ESOP Fables

When everything started cascading, she had been in the middle of a research project on ways ESOPs could be used to participate in board-level decision-making. Now, it seemed, fate had dropped her straight into an experiment she could only have imagined. “We basically have all been using our stock plans to support all the people coming in from outside. Not the ones who are total strangers, most of them just live on the money we have circulating on-site, doing odd jobs. But there isn’t supposed to be much more money circulating here than our salaries and ESOPs. And eventually the company wants to start turning people away with force, at least until they can expand production. You might have got here just in time,” he explained to her between bites of a hoagie while she sat on needles and swayed to contain her vibration (still just steadily slowing down since she’d stopped the meds).

“Or in time to see a really big showdown with NASU, and Great Spirit knows what happens then.”

“What percentage of the company do you - I mean the trust - own?”

“30%. Second biggest, next to that Russkie who just bought us up.”

“And how much of that 40% are you currently spending on operations here?”

“It’s a question of what rises faster, the share value or the population here.
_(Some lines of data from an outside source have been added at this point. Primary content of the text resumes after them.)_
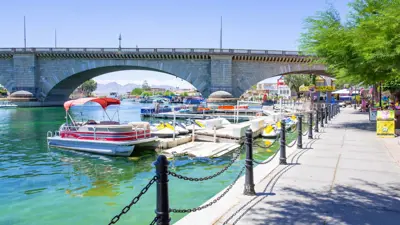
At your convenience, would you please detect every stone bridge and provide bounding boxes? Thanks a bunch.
[0,48,325,104]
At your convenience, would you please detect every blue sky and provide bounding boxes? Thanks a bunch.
[0,0,349,88]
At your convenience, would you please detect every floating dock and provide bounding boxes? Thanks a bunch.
[162,142,240,158]
[141,112,255,120]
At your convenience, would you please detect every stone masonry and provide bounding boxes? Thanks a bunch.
[0,53,325,102]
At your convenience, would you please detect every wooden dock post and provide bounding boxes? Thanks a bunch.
[242,128,256,195]
[213,125,217,143]
[192,124,194,142]
[154,155,170,225]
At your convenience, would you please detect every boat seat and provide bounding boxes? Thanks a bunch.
[84,120,97,125]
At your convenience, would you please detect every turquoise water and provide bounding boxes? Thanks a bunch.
[0,103,294,225]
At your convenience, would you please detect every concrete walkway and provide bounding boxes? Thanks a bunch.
[176,108,400,225]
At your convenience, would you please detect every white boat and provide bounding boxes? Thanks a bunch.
[151,123,179,138]
[261,125,280,138]
[0,101,18,109]
[47,98,158,156]
[169,122,189,135]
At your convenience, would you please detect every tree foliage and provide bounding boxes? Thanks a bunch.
[283,74,312,96]
[382,77,400,94]
[0,85,8,97]
[78,80,97,96]
[300,0,400,87]
[131,88,143,95]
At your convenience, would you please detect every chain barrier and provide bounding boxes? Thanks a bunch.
[168,145,243,181]
[150,216,158,225]
[285,138,297,148]
[253,150,279,164]
[286,123,297,134]
[108,176,158,225]
[170,166,246,213]
[253,135,279,148]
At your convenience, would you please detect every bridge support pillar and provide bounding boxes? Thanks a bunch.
[10,53,38,96]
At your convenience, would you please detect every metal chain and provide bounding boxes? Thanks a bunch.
[168,146,242,181]
[253,136,279,148]
[286,123,297,134]
[150,216,158,225]
[170,166,246,213]
[285,138,297,148]
[108,176,158,225]
[253,150,279,164]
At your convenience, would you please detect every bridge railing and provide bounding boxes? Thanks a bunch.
[109,106,340,225]
[0,48,301,56]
You angling to be on the trust or something?”

“I have some ideas.” She wondered if she wasn’t manic, but if she was she hadn’t felt manic like this in a long time, and wanted to enjoy it while it lasted. “Although in the short term you could put me on calls if I get my medication back. I’ve done that for a climate insurance fund.”
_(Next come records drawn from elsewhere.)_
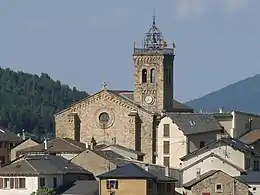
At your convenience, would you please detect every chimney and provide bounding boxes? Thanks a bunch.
[144,164,149,172]
[196,168,200,180]
[165,166,169,177]
[43,138,48,150]
[22,129,25,140]
[112,137,116,145]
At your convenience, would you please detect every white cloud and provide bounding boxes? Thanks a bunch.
[174,0,250,19]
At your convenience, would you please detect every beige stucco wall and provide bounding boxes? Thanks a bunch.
[11,139,38,161]
[187,172,249,195]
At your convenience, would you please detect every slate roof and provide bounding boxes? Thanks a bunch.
[180,138,257,160]
[239,129,260,144]
[55,180,99,195]
[97,163,176,182]
[109,90,193,112]
[100,144,145,156]
[0,155,92,176]
[165,112,223,135]
[236,171,260,184]
[0,127,22,142]
[19,138,86,153]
Even with her medication she was aggressive on calls, but in a way Bol liked - capable of shutting down idiots who would otherwise have wasted days of their time. And she read everything she could get her hands on about the NASU and the ESOP trust, to the point that he suspected she might be a spy. But he’d never taken the time to read all that stuff himself. He was a regular employee, trained since high school when the mine first set up, granted the trusteeship for being Tabitha’s son and the nicest, most honest person anyone knew, assured it was basically ceremonial. She was asking the same questions the representative from NASU two months ago, with his pale jean jacket and pale smile, had been asking. She wanted to know if they were buying up shares systematically to increase the trust’s purchasing power. She wanted to know if they had board representation. He had been told, as an ESOP trustee, he couldn’t have board representation. But this was a big one - big enough for two or three seats. Currently the ownership was a split with the government of Quebec. The government of Quebec had invited Lev Plushenko to buy the privately owned half of the company off the Yanks. Kyivan Kossackia and Eurasian Muscovy had been playing Canada and Quebec against each other since the decoupling with America, before folding their tightly connected oligarchic families back together with both sides of Canada’s brewing resource and land struggle. Polly hadn’t heard news in long enough she didn’t realize it had gotten so bad they were bringing in an oligarch’s crazy mercenary son.